How Wireless Monitoring Technology Optimizes Power Plant Operations
New advances in wireless monitoring technology can help improve utilities’ emergency preparedness by improving reliability, because as you know, the greater the reliability, the lower the expected outage frequency.
Unfortunately, in the power sector at least, most power plants are not monitored automatically or continuously enough to ensure maximum reliability. This is because this type of automation has historically required the deployment of wired instrumentation, which tends to be expensive and cumbersome to install, and therefore most utilities have instead chosen to rely on old-fashioned manual approaches.
Why Wireless Monitoring Technology Makes Sense
Regulations that have been issued over the last 30 years require that power plants regularly monitor certain elements of their operations. For example, natural gas plants are required to monitor flue gases, and doing so in an automated fashion has historically required the installation of a hard-wired continuous emissions monitoring system (CEMS) on each emissions stack.
Keeping with the flue gas example, most gas companies have chosen to monitor these emissions manually, which takes several hours each day, and is often delayed due to things like bad weather and other priorities. The result is wasted manhours, outdated logs, and incomplete information, the latter of which could actually trigger a calibration failure and subsequent outage.

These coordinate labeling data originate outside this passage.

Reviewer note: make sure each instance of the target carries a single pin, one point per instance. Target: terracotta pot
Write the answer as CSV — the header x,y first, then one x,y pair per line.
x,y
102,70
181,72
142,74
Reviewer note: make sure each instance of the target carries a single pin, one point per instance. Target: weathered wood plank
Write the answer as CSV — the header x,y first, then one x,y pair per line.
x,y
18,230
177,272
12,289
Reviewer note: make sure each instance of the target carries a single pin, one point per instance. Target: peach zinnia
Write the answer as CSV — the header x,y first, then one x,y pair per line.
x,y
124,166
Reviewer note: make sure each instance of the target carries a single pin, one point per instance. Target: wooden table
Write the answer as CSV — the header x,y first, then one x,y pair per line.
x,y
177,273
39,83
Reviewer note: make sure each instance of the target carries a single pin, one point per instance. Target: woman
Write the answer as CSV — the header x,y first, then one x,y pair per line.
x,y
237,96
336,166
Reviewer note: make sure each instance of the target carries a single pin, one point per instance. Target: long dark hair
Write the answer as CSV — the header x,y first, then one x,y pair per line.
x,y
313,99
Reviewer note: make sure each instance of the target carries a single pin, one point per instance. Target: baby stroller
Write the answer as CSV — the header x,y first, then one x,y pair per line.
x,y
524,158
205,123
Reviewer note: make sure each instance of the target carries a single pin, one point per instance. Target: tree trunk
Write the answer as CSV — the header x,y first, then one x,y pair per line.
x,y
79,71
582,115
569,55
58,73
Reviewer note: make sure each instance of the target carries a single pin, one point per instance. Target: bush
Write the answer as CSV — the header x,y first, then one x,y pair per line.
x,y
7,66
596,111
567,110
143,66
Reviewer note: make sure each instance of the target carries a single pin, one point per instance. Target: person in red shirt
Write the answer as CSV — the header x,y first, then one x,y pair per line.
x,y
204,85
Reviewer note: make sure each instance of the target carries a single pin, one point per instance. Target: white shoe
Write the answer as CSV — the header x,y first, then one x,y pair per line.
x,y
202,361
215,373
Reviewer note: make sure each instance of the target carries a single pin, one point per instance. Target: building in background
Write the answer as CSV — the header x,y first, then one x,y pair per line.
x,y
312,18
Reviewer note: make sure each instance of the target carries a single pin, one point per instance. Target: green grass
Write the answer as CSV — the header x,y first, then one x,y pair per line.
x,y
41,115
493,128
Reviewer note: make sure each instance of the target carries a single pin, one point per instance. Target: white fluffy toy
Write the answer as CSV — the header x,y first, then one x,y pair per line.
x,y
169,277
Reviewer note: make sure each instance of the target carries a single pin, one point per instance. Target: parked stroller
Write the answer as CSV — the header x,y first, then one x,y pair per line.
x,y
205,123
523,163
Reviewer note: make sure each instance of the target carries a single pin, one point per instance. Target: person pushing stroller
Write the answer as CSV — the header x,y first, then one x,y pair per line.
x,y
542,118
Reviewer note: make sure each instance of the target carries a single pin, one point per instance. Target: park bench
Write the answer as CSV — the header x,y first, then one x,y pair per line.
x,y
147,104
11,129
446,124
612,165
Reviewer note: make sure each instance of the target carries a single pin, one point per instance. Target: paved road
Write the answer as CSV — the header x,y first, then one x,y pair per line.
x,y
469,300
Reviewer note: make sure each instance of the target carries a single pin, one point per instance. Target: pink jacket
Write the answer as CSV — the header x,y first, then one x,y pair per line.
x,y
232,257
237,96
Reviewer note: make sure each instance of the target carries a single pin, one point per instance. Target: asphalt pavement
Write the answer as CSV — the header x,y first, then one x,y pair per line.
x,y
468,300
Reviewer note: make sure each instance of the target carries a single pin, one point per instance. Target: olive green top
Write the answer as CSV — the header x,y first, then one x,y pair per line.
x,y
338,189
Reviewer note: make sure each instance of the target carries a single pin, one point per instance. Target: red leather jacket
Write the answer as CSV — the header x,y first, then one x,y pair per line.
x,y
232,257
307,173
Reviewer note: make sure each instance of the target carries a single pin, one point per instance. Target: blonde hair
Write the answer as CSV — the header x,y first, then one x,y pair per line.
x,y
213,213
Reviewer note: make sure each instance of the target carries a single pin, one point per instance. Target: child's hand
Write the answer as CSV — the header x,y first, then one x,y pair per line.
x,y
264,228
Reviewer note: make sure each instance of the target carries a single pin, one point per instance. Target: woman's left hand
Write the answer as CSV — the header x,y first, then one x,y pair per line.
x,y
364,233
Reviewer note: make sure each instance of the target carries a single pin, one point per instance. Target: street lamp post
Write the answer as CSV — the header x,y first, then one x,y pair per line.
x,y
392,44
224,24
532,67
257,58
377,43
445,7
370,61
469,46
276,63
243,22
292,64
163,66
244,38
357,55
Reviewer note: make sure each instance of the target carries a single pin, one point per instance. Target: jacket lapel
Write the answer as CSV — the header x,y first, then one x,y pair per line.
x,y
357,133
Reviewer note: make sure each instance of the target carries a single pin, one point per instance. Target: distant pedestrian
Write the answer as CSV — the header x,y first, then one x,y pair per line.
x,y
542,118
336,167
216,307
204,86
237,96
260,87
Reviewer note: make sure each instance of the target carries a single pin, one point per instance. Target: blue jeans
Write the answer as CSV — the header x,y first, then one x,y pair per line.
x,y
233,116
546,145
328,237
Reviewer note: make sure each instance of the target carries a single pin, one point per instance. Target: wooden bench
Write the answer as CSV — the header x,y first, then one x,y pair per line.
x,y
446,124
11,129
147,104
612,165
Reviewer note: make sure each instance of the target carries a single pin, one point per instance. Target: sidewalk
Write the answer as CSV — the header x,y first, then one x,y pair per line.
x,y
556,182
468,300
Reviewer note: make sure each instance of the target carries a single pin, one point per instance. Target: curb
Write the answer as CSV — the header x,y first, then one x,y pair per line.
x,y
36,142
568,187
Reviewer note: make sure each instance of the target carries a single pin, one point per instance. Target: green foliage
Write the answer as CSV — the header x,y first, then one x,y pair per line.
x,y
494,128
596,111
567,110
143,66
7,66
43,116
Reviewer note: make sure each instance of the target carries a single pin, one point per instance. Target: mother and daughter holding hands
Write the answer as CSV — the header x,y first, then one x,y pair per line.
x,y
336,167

The traditional alternative to manual monitoring would be to hard-wire pressure gauges on each stack. However, adding the wiring and control system integration points to enable this type of solution is extremely expensive.
Wireless monitoring technology, on the other hand, generally costs 50% less than wired solutions, and can shave 75% off installation times. And this solution is exactly what Florida Power & Light deployed in its 3,800-MW gas plant in Loxahatchee. The company installed 36 wireless pressure gauges on the plant’s 9 stacks. Read this detailed case study to learn more about this FP&L initiative.
The real-time nature of the wireless monitoring technology means that FP&L can collect information continuously – even during emergency situations – which mitigates the risk of incurring a fine from the EPA for prolonged gaps in recordkeeping. It also boosts safety by reducing the time that workers are in the field. And from a cost perspective, FP&L is saving an estimated $44k in labor costs every year. The company has since expanded into wireless valve monitoring and other wireless solutions.
In the final analysis, better reliability equals reduced outages, and therefore broadening the deployment of wireless monitoring technology can only help utility emergency preparedness.